Das Dorf Aromashevo, gelegen 122 Werst von der Diözesanstadt an der Poststraße von Jekaterinburg nach Verchotur, war ein bedeutender Punkt und wurde als Sloboda bezeichnet. Gegründet im Jahr 1631, wurde die Aromashevo Sloboda zu einer der ältesten russischen Siedlungen im Uralteil der Perm-Region. Sie wurde zur Entwicklung der Landwirtschaft gegründet, um die Soldaten im nördlichen Sibirien mit Brot zu versorgen. Die Sloboda gehörte zur Kategorie der Acker-Sloboden.
In den Jahren 1655-1658 wurden hier Befestigungen zum Schutz vor den oft angreifenden Kalmyken errichtet. Rund um die Kirche und die staatlichen Speicher wurde ein hölzerner Wall errichtet: seine Höhe betrug zwei Sagen, und die Türme waren viereckig mit Durchfahrtsportalen. Im Falle einer Gefahr versammelten sich die Dorfbewohner hier. Mit der Zeit, mit dem Auftreten neuer Sloboden im Süden, wurden die Befestigungen in der Aromashevo Sloboda nicht mehr instand gehalten. Auf ihrem Territorium gab es viele Siedlungen, die administrativ zur Sloboda gehörten, obwohl die Bauern den Alapajevski Staatsfabriken zugeordnet waren.

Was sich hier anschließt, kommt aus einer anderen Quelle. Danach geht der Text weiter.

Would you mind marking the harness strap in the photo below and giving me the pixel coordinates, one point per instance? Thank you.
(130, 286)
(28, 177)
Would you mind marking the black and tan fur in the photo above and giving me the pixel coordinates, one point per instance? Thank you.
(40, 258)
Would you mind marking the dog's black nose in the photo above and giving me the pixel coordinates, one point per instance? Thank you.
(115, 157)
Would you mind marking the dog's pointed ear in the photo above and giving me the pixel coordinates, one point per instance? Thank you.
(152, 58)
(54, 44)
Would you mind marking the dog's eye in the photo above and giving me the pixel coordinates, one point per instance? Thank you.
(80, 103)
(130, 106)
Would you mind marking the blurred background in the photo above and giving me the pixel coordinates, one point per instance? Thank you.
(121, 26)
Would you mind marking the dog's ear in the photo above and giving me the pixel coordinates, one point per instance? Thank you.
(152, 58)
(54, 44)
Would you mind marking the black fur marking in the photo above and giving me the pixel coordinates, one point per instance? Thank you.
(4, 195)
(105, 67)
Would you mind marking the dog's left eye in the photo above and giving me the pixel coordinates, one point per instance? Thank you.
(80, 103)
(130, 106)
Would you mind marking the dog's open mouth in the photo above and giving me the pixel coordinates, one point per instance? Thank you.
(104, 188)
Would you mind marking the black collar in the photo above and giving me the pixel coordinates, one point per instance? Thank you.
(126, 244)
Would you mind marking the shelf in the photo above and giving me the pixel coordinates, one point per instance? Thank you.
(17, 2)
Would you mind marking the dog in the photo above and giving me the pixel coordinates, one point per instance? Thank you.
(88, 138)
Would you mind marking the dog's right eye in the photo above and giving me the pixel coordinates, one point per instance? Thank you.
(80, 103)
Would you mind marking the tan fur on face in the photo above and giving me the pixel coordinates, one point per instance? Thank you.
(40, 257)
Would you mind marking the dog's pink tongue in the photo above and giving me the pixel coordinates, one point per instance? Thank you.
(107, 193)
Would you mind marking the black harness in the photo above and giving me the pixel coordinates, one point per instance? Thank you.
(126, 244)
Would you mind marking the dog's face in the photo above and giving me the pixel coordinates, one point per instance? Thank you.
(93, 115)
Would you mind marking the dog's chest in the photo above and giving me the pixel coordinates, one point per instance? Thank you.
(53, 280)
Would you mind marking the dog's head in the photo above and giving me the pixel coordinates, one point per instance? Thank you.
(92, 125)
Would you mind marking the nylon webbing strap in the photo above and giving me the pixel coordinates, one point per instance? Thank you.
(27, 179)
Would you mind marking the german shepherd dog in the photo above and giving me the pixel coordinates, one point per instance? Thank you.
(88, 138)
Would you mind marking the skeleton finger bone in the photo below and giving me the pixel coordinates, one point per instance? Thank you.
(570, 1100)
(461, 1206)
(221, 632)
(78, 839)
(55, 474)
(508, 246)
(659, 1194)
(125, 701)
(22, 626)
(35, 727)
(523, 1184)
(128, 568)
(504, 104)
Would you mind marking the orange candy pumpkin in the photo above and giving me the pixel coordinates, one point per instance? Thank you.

Die steinerne zweigeschossige Kirche des Dorfes, die 1800 am felsigen Ufer des Flusses Rezh erbaut wurde, ersetzte die hölzerne Kirche, die durch ein Feuer zerstört wurde. Die Hauptkirche ist der Kazan Ikone der Gottesmutter gewidmet, und die Neben- oder Kapelle dem Erzengel Michael. Im Jahr 1885 wurde im Haupttempel ein neuer Ikonostase installiert, und der alte wurde an die Kirche im Dorf Bichurskoje im Irbit-Kreis übergeben. Jährlich am 8. Juli findet ein Kreuzgang zu dem Denkmal an der Stelle der ehemaligen Holzkirche statt.
In der Gemeinde sind 1556 Männer und 1685 Frauen registriert. Die Hauptbeschäftigung der Einwohner ist die Landwirtschaft; Handwerke und Kleinproduktion gibt es nicht. In ihrer Freizeit beschäftigen sie sich mit Fabrikarbeiten, wie Holzernte und -transport, dem Transport von Erz und Eisen zu den Alapajevski und Nischni Tagil Fabriken, aber mit dem Aufkommen der Eisenbahnen haben sich diese Arbeiten verringert.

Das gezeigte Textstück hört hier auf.